Je suis à la traîne sur mon taf, et je suis fatiguée, mais je ne sais pas pourquoi, je suis sereine. Je flotte un peu. Je ne suis pas employée et je devrais travailler dix fois plus pour assurer mes arrières. Je ne le fais pas. Ma vie n’a aucun sens et je ne sais pas où j’en serai d’ici 3 mois. Mes chats me manquent. P. me manque. K. me manque. Mon frère m’inquiète. Et dans le même temps, tout ici me retient.

Souvent, je vais m’asseoir au bord de la rivière, la nuit tombée. C’est le seul moment où je fume une clope. Je regarde l’eau et les hérons dans la nuit éclairée par les lumières de Demachiyanagi. D’autres font pareil. Ils sont seuls, eux aussi. C’est calme. Les gens, comme moi, contemplent l’eau dans la nuit.

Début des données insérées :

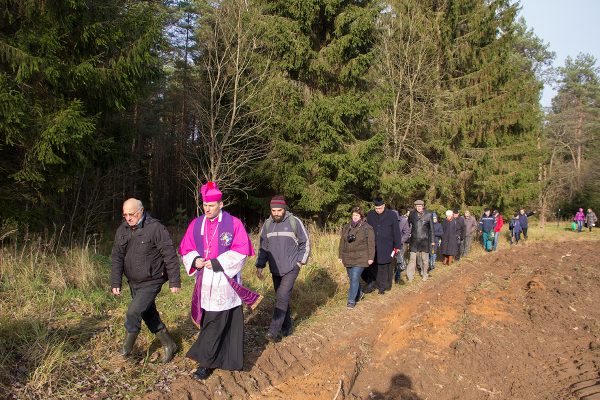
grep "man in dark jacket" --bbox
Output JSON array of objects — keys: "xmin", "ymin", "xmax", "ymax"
[
  {"xmin": 479, "ymin": 208, "xmax": 496, "ymax": 251},
  {"xmin": 406, "ymin": 200, "xmax": 435, "ymax": 282},
  {"xmin": 519, "ymin": 208, "xmax": 535, "ymax": 239},
  {"xmin": 365, "ymin": 197, "xmax": 402, "ymax": 294},
  {"xmin": 452, "ymin": 208, "xmax": 466, "ymax": 261},
  {"xmin": 111, "ymin": 198, "xmax": 181, "ymax": 362},
  {"xmin": 394, "ymin": 207, "xmax": 410, "ymax": 283},
  {"xmin": 256, "ymin": 196, "xmax": 310, "ymax": 342}
]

Je nous appelle “les gens de la rivière”. C’est l’un des rares moments où je me sens à ma place, dans le monde. C’est difficile à expliquer.

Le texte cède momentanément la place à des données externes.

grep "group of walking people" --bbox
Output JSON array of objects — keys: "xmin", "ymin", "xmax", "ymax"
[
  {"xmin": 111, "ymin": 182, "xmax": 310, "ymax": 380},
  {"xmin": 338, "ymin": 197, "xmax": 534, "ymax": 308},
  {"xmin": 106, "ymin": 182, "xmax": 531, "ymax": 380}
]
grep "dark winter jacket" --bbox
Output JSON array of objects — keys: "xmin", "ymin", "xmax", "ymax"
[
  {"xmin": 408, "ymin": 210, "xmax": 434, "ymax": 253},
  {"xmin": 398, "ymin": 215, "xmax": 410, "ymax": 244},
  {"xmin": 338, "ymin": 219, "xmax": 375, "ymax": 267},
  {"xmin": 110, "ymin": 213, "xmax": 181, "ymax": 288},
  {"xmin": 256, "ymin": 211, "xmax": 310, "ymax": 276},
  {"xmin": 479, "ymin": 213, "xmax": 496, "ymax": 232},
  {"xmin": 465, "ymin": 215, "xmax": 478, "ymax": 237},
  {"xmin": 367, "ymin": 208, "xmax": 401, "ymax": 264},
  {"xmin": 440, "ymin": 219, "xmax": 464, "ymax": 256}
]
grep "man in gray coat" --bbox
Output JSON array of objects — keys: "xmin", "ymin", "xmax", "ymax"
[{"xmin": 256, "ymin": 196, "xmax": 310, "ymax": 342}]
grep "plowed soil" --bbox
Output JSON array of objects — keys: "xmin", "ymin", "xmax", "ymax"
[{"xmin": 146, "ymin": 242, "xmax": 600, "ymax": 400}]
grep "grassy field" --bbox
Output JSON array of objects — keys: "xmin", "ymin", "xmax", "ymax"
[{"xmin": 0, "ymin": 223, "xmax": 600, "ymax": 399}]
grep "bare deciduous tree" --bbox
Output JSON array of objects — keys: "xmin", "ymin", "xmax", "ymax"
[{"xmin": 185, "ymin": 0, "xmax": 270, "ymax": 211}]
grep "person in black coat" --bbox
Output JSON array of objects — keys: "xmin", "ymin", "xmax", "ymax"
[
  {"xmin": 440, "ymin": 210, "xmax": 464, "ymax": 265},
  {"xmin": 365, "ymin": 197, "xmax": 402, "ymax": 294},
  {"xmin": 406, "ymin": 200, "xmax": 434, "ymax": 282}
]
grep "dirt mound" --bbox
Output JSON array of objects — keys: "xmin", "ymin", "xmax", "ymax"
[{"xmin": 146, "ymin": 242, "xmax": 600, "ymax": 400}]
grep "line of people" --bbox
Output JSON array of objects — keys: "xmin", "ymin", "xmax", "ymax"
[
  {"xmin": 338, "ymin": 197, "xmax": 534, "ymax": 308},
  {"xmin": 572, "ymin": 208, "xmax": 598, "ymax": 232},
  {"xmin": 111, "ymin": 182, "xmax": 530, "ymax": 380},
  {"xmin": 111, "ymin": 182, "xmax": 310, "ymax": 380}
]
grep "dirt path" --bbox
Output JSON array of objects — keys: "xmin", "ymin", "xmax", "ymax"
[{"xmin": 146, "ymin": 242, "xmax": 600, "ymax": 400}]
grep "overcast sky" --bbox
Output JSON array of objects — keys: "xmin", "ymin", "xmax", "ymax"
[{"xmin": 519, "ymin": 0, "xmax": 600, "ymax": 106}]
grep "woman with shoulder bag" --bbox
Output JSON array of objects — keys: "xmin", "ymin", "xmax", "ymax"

Je sais que je n’y croiserai jamais C., car C. ne fait pas partie des gens de la rivière. Nous ne partageons pas ce même besoin presque physiologique d’être au bord du Kamogawa. La rivière aux canards. Je m’en étais déjà rendu compte. J’ai trouvé cela étrange, qu’on ne puisse pas avoir désespérément besoin d’être au bord de cette rivière. Que l’on choisisse de faire le chemin par la route plutôt que par ses rives.

Je ne contacte pas C. L’envie m’a quittée complètement, à présent.